[Portland, TN] – Summer wedding season is in full swing and newlyweds will soon be managing their finances as a pair. The Farmers Bank is encouraging couples to waste no time addressing how they will handle money issues as spouses and financial partners.   

Developing a financial plan can often take a backseat to the excitement of a wedding. But it’s important to remember that this is not only a marriage of hearts but also a marriage of finances.

To help couples start their journey on strong financial footing, The Farmers Bank warns consumers of these post-wedding money mistakes:

  1. Avoiding the money talk. Discussing your finances can be a bit uncomfortable for many couples, but those who tackle it head on will be better for it. Understand your partner’s financial goals and spending habits. While you may have different answers, this conversation can help you develop an approach to money management that works for both of you.

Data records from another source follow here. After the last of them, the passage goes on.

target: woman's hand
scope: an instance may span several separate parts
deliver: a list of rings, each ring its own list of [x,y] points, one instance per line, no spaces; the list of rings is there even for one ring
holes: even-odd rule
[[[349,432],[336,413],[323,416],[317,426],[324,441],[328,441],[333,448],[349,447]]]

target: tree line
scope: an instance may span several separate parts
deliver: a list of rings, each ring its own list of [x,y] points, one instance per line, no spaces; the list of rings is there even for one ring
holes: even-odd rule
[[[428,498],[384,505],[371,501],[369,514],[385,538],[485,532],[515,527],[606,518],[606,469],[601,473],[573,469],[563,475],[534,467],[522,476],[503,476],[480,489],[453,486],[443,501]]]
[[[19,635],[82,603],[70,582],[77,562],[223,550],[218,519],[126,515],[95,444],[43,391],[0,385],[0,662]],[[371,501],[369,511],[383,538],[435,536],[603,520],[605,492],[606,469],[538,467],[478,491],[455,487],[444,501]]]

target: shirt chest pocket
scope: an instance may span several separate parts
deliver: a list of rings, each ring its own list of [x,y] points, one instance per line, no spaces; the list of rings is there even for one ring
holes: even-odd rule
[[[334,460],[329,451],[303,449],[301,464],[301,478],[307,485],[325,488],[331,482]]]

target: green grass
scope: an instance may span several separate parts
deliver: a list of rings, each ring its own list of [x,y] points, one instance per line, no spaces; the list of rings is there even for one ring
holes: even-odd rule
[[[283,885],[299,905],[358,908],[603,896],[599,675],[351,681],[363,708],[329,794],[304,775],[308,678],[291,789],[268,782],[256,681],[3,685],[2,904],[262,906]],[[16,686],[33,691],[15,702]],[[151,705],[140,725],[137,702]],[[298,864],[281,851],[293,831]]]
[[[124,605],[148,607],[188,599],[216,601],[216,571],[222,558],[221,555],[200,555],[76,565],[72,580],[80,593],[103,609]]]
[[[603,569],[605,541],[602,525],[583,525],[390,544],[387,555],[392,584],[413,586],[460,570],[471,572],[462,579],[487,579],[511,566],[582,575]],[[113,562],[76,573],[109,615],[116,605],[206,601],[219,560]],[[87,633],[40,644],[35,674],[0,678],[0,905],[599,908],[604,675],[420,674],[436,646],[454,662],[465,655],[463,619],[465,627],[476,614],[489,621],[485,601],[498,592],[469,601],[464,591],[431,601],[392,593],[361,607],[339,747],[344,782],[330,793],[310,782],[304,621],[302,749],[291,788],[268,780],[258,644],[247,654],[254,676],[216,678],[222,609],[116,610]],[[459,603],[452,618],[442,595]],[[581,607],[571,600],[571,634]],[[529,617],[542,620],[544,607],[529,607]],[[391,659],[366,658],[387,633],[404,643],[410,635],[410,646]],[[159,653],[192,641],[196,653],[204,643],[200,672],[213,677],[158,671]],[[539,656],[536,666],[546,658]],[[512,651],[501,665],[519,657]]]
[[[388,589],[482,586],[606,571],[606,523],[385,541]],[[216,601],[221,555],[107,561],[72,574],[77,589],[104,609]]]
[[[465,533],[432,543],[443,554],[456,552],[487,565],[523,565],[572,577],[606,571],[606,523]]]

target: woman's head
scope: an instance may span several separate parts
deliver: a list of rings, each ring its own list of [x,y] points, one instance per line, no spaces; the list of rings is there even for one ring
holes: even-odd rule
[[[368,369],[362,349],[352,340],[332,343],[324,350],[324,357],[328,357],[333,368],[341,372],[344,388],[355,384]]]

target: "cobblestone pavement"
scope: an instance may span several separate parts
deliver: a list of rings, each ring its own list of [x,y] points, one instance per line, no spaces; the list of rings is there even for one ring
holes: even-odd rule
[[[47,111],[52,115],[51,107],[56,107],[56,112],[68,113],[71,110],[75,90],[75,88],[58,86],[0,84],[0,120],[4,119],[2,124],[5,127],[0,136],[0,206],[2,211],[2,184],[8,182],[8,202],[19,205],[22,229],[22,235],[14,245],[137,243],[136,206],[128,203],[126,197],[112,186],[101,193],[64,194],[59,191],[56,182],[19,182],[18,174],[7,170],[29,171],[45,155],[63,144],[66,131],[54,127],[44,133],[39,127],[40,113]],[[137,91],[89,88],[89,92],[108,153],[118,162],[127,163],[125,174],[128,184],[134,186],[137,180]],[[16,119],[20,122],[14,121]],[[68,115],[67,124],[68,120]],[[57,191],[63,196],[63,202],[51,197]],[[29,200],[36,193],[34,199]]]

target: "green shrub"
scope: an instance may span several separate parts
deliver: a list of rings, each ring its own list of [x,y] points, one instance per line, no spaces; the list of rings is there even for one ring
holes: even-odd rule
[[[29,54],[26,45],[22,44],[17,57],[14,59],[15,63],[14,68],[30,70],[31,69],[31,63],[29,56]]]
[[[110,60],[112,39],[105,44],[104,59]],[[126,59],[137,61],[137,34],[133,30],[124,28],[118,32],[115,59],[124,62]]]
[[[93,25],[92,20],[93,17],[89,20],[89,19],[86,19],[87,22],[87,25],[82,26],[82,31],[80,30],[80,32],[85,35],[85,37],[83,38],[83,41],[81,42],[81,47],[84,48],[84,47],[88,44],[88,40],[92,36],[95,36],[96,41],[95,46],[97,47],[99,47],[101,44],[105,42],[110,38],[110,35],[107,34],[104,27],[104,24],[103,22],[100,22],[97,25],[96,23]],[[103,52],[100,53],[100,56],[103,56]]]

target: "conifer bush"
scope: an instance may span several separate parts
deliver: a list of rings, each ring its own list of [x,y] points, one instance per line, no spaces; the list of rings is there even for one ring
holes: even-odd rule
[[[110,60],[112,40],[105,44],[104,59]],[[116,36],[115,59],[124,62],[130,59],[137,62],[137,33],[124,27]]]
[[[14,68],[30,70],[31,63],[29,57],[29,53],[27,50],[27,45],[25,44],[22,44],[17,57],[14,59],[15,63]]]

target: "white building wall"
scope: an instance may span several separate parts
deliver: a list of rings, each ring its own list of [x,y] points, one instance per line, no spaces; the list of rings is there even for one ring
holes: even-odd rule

  2. Not setting a budget. A mistake many couples make is not establishing a budget early on. After assessing your finances as a pair, determine how you’ll spend your money each month. Are there certain expenses that you should be cutting back on and others you should be saving up for? Coming to an agreement on these things and setting a budget will be beneficial for the health of your bank accounts and your relationship. 

  3. Not having a plan for your accounts.  There is no ‘right’ way to manage your accounts. Couples can choose to have exclusively joint accounts, a joint account as well as separate accounts for saving or personal spending, or keep things entirely divided. Discuss your preferences together and decide what makes you both the most comfortable.